The club has recently been promoted from the WRU national leagues and will play in one of the division 4 leagues in the following season. Swansea Uplands is also home to a Junior Section with teams from under 8's upwards and is also the home of Swansea Veterans, youth and of the special needs team Swansea Gladiators.

==Post club redevelopment==

In 2013 the club had a massive cash injection and £1,000,000 was invested on the club facilities and infrastructure.

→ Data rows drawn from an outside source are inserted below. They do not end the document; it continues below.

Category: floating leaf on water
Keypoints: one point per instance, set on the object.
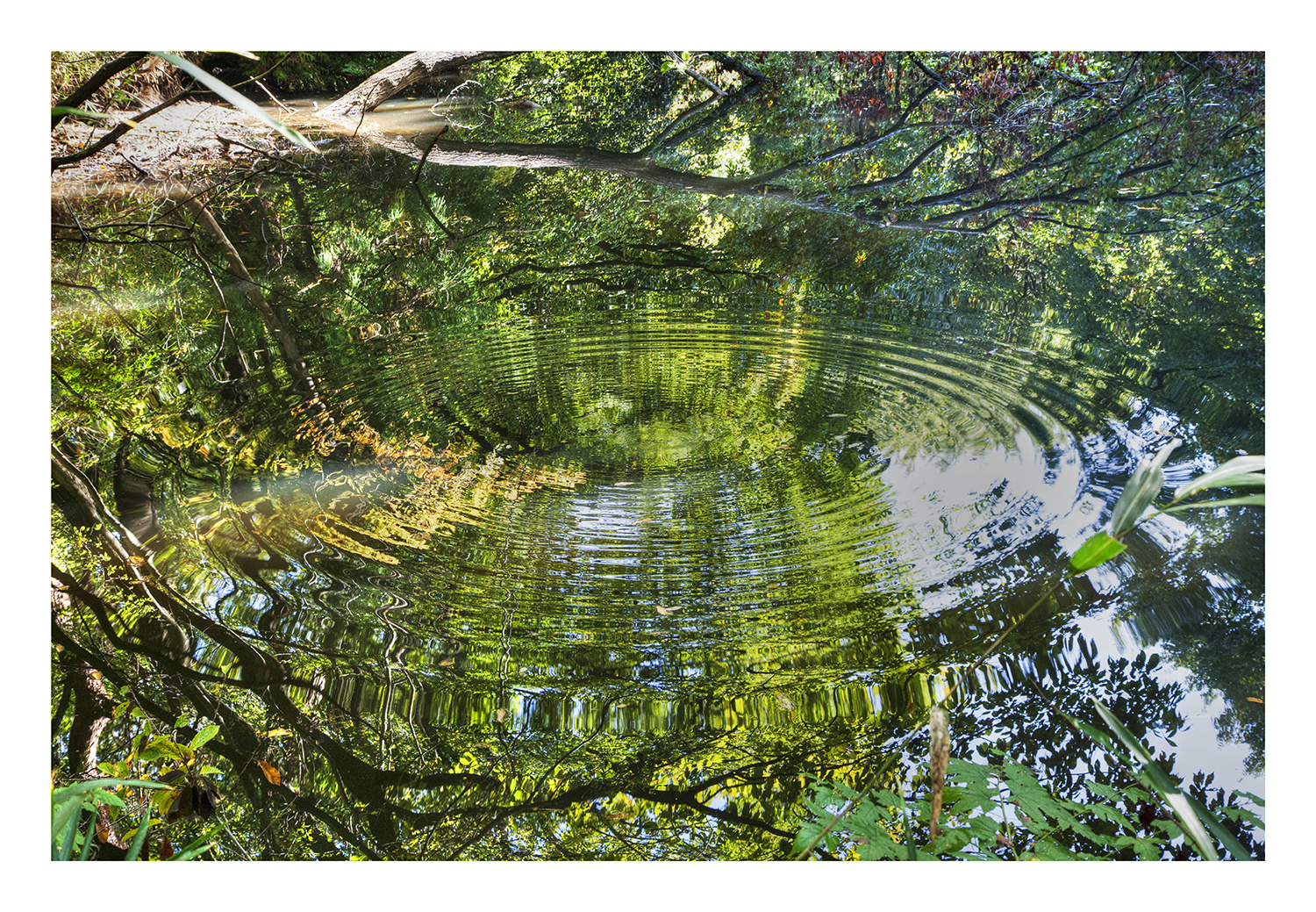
(1095, 551)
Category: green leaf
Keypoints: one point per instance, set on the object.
(79, 112)
(203, 736)
(1192, 822)
(1240, 471)
(1142, 488)
(142, 827)
(233, 97)
(1095, 551)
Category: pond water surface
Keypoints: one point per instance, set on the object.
(647, 557)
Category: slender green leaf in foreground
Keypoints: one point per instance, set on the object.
(1240, 471)
(233, 97)
(1191, 815)
(1248, 500)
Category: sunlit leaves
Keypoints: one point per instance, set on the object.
(1095, 551)
(1142, 488)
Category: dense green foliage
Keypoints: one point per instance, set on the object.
(329, 387)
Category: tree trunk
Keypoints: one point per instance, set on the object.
(397, 76)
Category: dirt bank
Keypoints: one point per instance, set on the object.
(176, 144)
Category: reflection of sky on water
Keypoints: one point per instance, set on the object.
(1195, 745)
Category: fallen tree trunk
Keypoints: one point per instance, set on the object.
(397, 76)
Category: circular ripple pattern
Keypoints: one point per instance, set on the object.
(719, 464)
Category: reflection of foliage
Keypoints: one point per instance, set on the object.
(999, 811)
(370, 706)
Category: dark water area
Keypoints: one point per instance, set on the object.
(576, 571)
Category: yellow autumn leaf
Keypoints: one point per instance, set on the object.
(271, 772)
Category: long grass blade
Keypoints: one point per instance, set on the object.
(1171, 794)
(142, 825)
(234, 97)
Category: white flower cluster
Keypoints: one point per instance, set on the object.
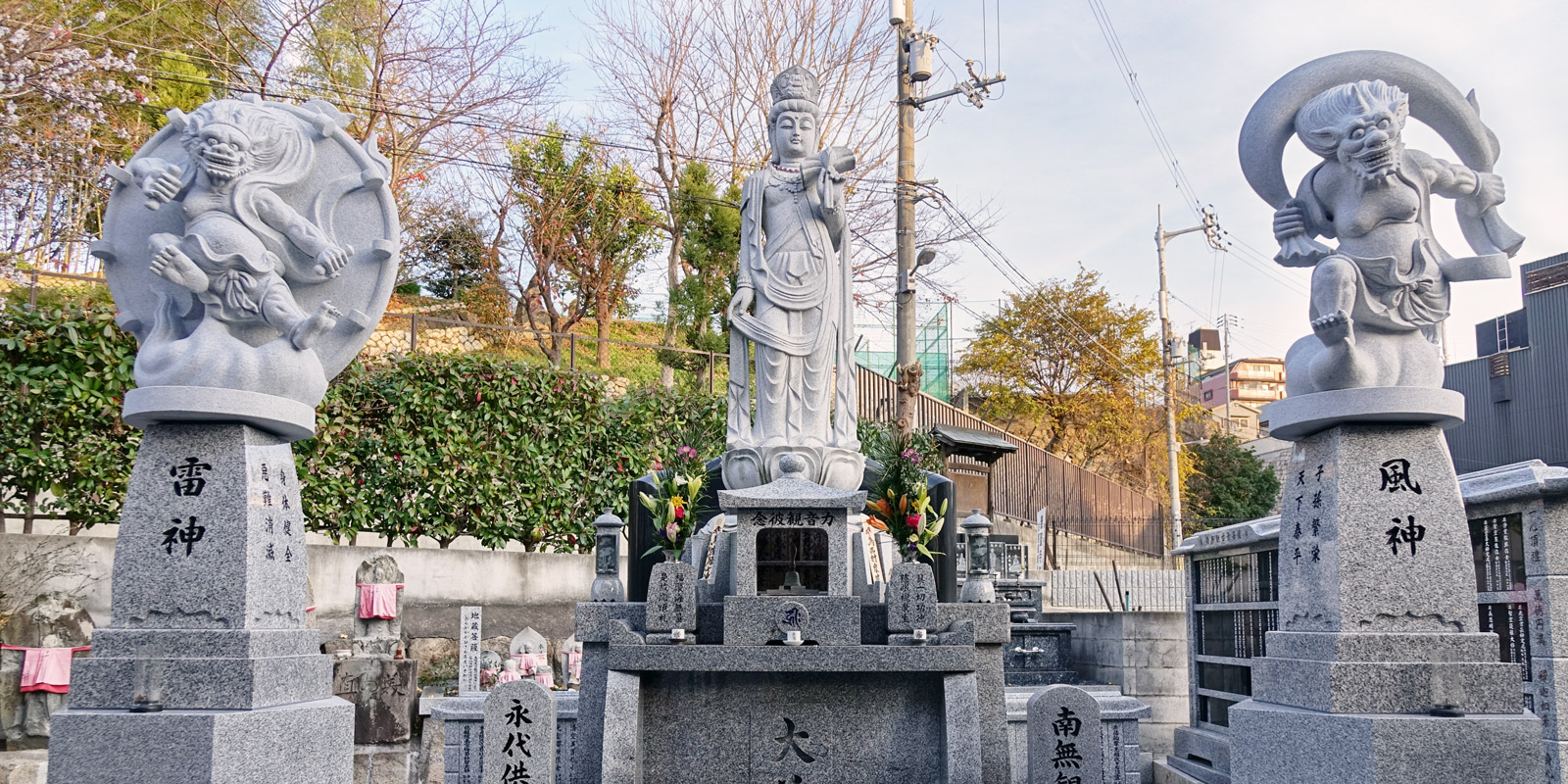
(62, 101)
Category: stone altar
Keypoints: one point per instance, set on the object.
(831, 703)
(1377, 670)
(251, 247)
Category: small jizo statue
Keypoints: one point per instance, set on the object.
(1379, 300)
(794, 306)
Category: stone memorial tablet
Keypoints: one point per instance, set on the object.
(671, 598)
(1065, 737)
(911, 598)
(469, 627)
(519, 734)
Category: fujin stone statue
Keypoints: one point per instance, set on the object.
(1377, 666)
(1379, 300)
(250, 247)
(792, 311)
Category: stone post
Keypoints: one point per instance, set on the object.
(977, 584)
(608, 561)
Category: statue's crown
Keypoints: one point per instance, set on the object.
(796, 83)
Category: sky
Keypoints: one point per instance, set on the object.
(1074, 176)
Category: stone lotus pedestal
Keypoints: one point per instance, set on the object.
(1379, 671)
(208, 619)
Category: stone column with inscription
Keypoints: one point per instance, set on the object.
(250, 247)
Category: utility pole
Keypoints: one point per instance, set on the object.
(1211, 231)
(914, 70)
(1227, 321)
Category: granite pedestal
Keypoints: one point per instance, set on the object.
(1379, 671)
(792, 689)
(209, 596)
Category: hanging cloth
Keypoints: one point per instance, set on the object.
(46, 668)
(378, 600)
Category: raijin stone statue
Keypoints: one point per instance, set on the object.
(1379, 300)
(792, 305)
(250, 247)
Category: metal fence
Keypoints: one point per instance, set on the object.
(1120, 590)
(1029, 480)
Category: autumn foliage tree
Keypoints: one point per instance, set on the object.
(585, 227)
(1071, 368)
(1228, 482)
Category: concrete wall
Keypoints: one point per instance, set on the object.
(516, 588)
(1142, 653)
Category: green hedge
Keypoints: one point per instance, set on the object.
(63, 373)
(423, 446)
(502, 451)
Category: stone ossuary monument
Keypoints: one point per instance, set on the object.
(250, 247)
(812, 678)
(1377, 671)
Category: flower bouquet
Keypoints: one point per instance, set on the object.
(678, 486)
(902, 506)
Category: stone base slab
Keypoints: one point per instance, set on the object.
(204, 684)
(300, 744)
(1387, 687)
(1300, 416)
(208, 643)
(279, 416)
(1168, 772)
(1203, 755)
(753, 619)
(1285, 745)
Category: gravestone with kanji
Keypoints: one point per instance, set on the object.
(519, 734)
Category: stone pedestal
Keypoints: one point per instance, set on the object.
(1379, 671)
(209, 601)
(384, 694)
(54, 619)
(463, 726)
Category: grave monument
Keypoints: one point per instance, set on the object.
(251, 247)
(786, 666)
(1377, 671)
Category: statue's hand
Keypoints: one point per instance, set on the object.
(1489, 192)
(741, 302)
(162, 185)
(1290, 221)
(331, 259)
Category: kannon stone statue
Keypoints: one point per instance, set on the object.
(1379, 300)
(792, 311)
(251, 247)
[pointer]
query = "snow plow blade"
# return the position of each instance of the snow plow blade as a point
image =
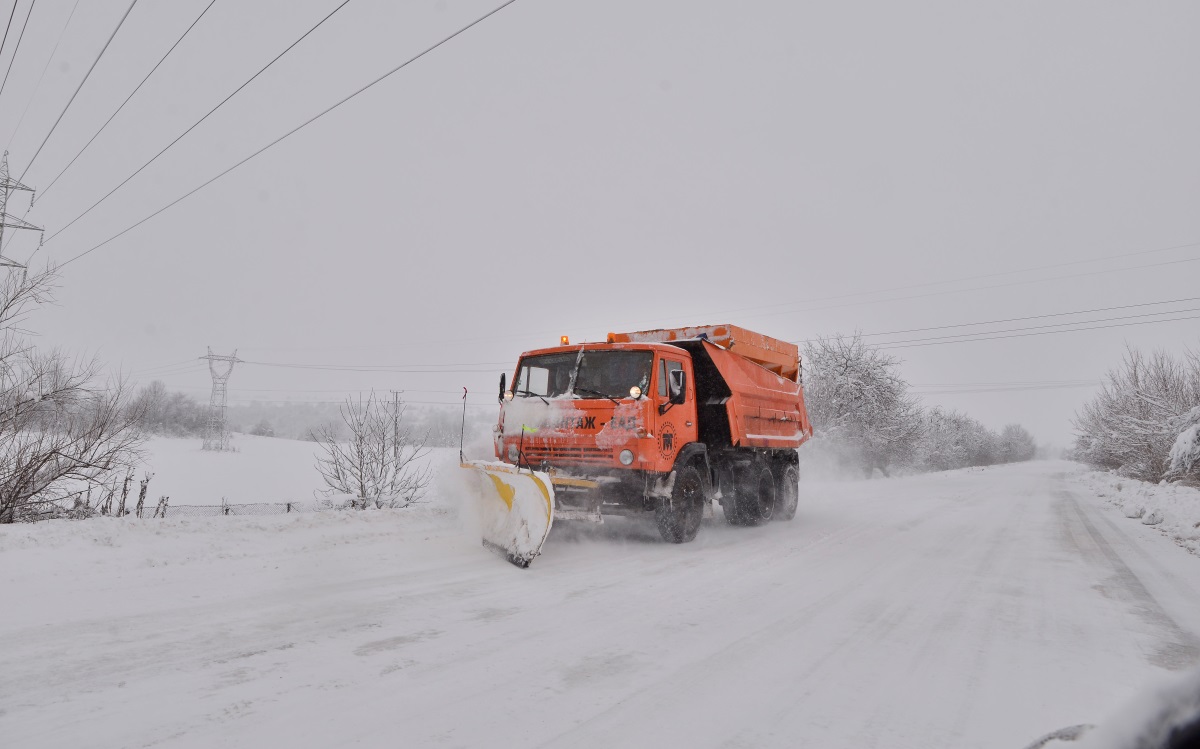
(516, 509)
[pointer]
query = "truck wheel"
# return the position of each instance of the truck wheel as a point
(757, 504)
(678, 516)
(787, 492)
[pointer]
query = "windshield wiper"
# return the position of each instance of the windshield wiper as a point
(527, 393)
(577, 389)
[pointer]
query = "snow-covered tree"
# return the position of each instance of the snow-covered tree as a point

The club now brings in a high number of spectators and widely regarded as the most up and coming team in the Swalec Leagues.

Swansea Uplands now play in the newly restructured Swalec WRU Division 2 West A. They have come close to promotion a few times over the last two seasons, missing out by one place in the 2014–15 season.

They have had some notable wins in recent times, most notably a win against one of their local rivals Mumbles RFC in 2014–15, who were two leagues above at the time.

In recent years, they have a 1st XV, 2nd XV and Youth Team.

==Notable players==
- Fen Paw – Wales international rugby union player. Played in Wales' first women's international match in 1987.